As an Afghan woman who for many years lived a life deprived of the most basic human rights, I find unbearable the thought of what will happen to the women of my country if it once again falls under the control of the insurgents and militants who now threaten it.
In 2001, when the war in Afghanistan began, the liberation of Afghan women was one of the most important justifications for military intervention. Has the world now changed its mind about Afghan women? Is it ready to let them once again be killed and tortured by militants? Does the world no longer believe in the principles it supported in 2001?
Handing over Afghanistan to those who intend to keep the country centuries behind most of the world -- to men who do not view women as human beings -- would not only call into doubt the global commitment to human rights, it would also raise questions about the commitment of Western democracies to such rights and to democratic values. Bearing in mind how fragile the Afghan government is at this moment, it will not take long for the country's women to come under attack again. The consequences will be even more bitter this time because no matter how limited our success, we have at least managed to act in the forefront of public life in Afghanistan. We have had a taste of what it's like to have rights.

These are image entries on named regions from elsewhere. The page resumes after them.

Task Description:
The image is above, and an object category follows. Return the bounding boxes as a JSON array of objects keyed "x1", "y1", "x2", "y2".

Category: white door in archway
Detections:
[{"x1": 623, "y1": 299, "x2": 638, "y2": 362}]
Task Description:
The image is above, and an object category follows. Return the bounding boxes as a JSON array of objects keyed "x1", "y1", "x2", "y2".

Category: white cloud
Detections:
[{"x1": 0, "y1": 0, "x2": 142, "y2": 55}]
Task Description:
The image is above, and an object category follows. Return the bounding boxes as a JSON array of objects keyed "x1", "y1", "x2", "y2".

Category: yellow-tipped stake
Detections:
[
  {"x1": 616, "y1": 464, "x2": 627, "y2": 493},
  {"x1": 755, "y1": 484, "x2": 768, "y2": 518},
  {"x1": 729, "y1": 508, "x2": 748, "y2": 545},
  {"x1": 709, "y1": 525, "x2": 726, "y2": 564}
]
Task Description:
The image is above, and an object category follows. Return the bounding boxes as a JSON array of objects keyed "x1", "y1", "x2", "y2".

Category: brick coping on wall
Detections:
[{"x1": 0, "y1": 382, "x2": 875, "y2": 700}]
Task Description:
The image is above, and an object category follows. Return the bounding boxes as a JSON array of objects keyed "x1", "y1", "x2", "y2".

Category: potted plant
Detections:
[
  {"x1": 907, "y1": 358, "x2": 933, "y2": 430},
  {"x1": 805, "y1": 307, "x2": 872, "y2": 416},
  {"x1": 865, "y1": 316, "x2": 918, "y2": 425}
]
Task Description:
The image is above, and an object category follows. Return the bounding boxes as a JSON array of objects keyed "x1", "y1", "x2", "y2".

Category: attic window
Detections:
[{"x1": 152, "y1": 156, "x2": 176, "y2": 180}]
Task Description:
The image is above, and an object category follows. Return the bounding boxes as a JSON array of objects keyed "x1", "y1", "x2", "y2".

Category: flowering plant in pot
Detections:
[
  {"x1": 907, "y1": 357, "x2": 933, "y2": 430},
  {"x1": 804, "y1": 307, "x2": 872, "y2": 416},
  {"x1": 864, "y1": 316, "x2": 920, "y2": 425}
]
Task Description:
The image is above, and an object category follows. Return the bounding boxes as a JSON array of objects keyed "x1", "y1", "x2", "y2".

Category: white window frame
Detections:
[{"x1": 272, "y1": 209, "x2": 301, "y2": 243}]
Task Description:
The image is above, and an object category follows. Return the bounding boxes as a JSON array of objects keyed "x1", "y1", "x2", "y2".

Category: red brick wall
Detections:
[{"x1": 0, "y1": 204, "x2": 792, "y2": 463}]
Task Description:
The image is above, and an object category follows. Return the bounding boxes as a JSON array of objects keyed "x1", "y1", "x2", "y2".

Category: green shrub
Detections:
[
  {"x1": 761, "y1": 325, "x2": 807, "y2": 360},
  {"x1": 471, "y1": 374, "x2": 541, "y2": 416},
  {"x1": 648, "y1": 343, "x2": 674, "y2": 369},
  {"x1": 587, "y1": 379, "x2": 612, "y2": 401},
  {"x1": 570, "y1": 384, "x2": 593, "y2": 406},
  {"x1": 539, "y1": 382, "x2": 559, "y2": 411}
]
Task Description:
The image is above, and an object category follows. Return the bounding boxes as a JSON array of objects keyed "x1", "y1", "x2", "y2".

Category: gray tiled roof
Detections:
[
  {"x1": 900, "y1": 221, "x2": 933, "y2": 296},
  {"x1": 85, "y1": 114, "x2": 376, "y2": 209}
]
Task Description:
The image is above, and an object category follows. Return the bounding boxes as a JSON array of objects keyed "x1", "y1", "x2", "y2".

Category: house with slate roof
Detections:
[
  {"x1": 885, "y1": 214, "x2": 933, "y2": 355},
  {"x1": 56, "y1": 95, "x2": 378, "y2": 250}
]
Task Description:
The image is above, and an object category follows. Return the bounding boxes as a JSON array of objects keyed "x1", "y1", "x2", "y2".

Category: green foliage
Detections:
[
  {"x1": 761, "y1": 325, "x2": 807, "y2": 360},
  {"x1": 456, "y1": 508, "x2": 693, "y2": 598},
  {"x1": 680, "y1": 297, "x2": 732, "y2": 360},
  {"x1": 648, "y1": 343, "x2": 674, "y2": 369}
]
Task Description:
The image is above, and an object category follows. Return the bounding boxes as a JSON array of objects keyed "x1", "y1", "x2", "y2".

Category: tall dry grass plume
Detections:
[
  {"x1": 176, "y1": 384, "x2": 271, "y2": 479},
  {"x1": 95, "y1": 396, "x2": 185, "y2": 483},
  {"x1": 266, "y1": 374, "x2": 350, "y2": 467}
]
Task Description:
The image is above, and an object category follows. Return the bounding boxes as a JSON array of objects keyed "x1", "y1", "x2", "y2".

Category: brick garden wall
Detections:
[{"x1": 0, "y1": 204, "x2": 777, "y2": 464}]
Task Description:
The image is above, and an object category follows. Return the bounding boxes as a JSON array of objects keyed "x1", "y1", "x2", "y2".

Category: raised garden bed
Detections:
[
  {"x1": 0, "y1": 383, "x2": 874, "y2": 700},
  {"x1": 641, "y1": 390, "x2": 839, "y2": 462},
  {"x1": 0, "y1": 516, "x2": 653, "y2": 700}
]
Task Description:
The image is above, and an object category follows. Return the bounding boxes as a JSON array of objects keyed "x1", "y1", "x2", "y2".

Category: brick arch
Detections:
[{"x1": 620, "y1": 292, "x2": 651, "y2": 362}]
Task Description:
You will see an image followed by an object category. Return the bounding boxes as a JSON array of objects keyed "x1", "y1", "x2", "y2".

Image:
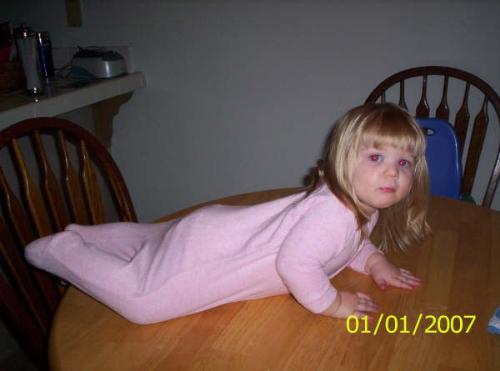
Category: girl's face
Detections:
[{"x1": 352, "y1": 146, "x2": 415, "y2": 214}]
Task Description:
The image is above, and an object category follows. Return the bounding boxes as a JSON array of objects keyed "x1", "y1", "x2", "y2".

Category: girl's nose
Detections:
[{"x1": 385, "y1": 164, "x2": 398, "y2": 177}]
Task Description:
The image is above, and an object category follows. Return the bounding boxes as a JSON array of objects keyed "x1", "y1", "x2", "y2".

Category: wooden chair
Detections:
[
  {"x1": 0, "y1": 118, "x2": 137, "y2": 367},
  {"x1": 366, "y1": 66, "x2": 500, "y2": 207}
]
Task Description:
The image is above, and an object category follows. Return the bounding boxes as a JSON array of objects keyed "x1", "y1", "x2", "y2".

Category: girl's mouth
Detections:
[{"x1": 379, "y1": 187, "x2": 396, "y2": 193}]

And it is not us alone. On my way to Kabul's international airport recently, I noticed a crowd of taxi drivers sitting under a tree at the airport taxi stand. They were mourning the deaths of Italian troops and Afghans in the suicide attack on Sept. 17 near Kabul. As I talked with them, I realized that they were not only saddened by the deaths but frightened by what they might mean. "Today, after eight years, if the foreign troops leave . . . we will go back to the same Afghanistan that seemed like a funeral every day," one of the drivers said. "This time, the loss will be huge, because during the past eight years we have made significant progress in becoming part of the rest of the world, so much so that our enemies despise us for it."
There has been progress in Afghanistan, as many such people will tell you. But can it be maintained if Washington and its allies shift their focus solely to dismantling al-Qaeda while regarding the Taliban as a lesser threat? The answer to that question will be a life-or-death matter for many thousands of women in my country, and men as well. The fact that it is even being considered makes me wonder: Have people forgotten that it was the Taliban that put the lives of millions of Afghans at risk for the sole purpose of protecting Osama bin Laden -- thus making it clear that their loyalty was to him alone? What is to stop this from happening again under Taliban rule?

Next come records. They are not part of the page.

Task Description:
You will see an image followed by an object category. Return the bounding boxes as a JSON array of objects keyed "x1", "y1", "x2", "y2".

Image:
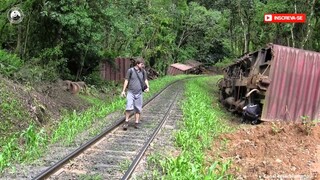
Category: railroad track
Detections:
[{"x1": 34, "y1": 81, "x2": 183, "y2": 179}]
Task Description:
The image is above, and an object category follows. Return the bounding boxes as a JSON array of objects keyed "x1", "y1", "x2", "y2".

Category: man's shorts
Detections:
[{"x1": 126, "y1": 91, "x2": 143, "y2": 113}]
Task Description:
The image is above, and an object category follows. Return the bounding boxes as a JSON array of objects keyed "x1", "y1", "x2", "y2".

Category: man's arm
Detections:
[
  {"x1": 121, "y1": 79, "x2": 128, "y2": 97},
  {"x1": 144, "y1": 71, "x2": 150, "y2": 92}
]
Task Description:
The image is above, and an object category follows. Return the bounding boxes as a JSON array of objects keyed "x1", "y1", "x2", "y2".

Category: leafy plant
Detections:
[
  {"x1": 271, "y1": 122, "x2": 283, "y2": 134},
  {"x1": 301, "y1": 116, "x2": 317, "y2": 136},
  {"x1": 153, "y1": 78, "x2": 232, "y2": 179}
]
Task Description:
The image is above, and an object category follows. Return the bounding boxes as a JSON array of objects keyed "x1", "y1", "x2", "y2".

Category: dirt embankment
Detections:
[
  {"x1": 0, "y1": 77, "x2": 90, "y2": 137},
  {"x1": 208, "y1": 122, "x2": 320, "y2": 179}
]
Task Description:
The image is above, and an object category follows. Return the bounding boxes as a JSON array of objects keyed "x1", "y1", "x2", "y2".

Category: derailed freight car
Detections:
[{"x1": 218, "y1": 44, "x2": 320, "y2": 123}]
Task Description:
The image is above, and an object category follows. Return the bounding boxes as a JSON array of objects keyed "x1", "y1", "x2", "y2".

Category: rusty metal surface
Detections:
[
  {"x1": 100, "y1": 58, "x2": 131, "y2": 82},
  {"x1": 185, "y1": 60, "x2": 203, "y2": 68},
  {"x1": 261, "y1": 45, "x2": 320, "y2": 121},
  {"x1": 167, "y1": 63, "x2": 192, "y2": 75}
]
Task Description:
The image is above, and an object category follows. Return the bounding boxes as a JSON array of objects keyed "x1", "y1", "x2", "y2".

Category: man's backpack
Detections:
[{"x1": 128, "y1": 68, "x2": 148, "y2": 91}]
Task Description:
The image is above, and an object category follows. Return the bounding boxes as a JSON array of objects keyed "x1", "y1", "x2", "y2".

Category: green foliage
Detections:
[
  {"x1": 0, "y1": 49, "x2": 23, "y2": 77},
  {"x1": 160, "y1": 78, "x2": 232, "y2": 179}
]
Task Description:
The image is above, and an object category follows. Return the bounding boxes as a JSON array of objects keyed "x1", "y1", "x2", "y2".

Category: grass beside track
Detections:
[
  {"x1": 0, "y1": 76, "x2": 186, "y2": 172},
  {"x1": 152, "y1": 76, "x2": 233, "y2": 180}
]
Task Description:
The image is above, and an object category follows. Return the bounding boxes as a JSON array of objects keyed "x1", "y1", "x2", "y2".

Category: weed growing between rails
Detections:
[
  {"x1": 159, "y1": 77, "x2": 232, "y2": 179},
  {"x1": 0, "y1": 76, "x2": 185, "y2": 172}
]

Afghans understand the need for international assistance, both for the country's development and for the strengthening of its military. This is especially evident now that the insurgency and the violence are less their own creation than an unwanted gift from the other side of the border with Pakistan.
We see some of NATO's allies rapidly losing interest in Afghanistan, even though they admit that if the country is left to the insurgents, the consequence will be many more incidents like the Sept. 11, 2001, attacks. They are being persuaded by a propaganda war on the part of insurgents who seem to have convinced much of the world that they are winning the war. But in fact the enemy will win only if the international community allows itself to be influenced by this propaganda campaign.
The question to keep in mind for all parties involved is, what motivated them to come to Afghanistan in the first place? The answer: global security and the protection of human rights in Afghanistan. Are these two purposes no longer valid?
Afghans do not want to rely forever on such help. They want to take ownership of the war against terrorism and insurgents. History has proved that we have always fought in defense of our sovereignty, and that is why patriotism is central to this war. With good training and adequate weaponry, the Afghan army can win the trust of villagers, who will support it in protecting villages from suicide attackers and insurgents. To achieve this goal, the international community should work with the Afghan government as an ally and avoid creating a parallel government competing with that Afghan government.
It would be helpful to hold an international conference in Afghanistan to allow the government and parliament to come up with common solutions for all parties to adhere to. Such international engagement inside Afghanistan would give a sense of ownership to Afghans, offering a change from the international conferences of the past, where Afghans rarely found an opportunity to express their opinions and offer solutions.
At this time of violence and anxiety, it is important for the international community and the United States to reaffirm their commitment to Afghanistan rather than questioning whether it is worth defending an entire people against those who would install another brutally repressive regime under which women cannot be educated or seek to improve their lot, where "justice" is meted out in mass public executions, where repression is the rule -- and where new terrorist plots will inevitably be hatched to attack the United States and its allies.
The people of Afghanistan, and most fervently its women, desire a long-term and consistent relationship with the United States and European democracies. We do not want to become another Vietnam. We want to be an example of the success of global commitment to making the world a better and safer place for everyone, from New York to London to Helmand.
Wazhma Frogh, a graduate student at Warwick University in Britain and has been active in human rights work in her country. She is the recipient of the U.S. State Department's 2009 International Women of Courage Award for Afghanistan.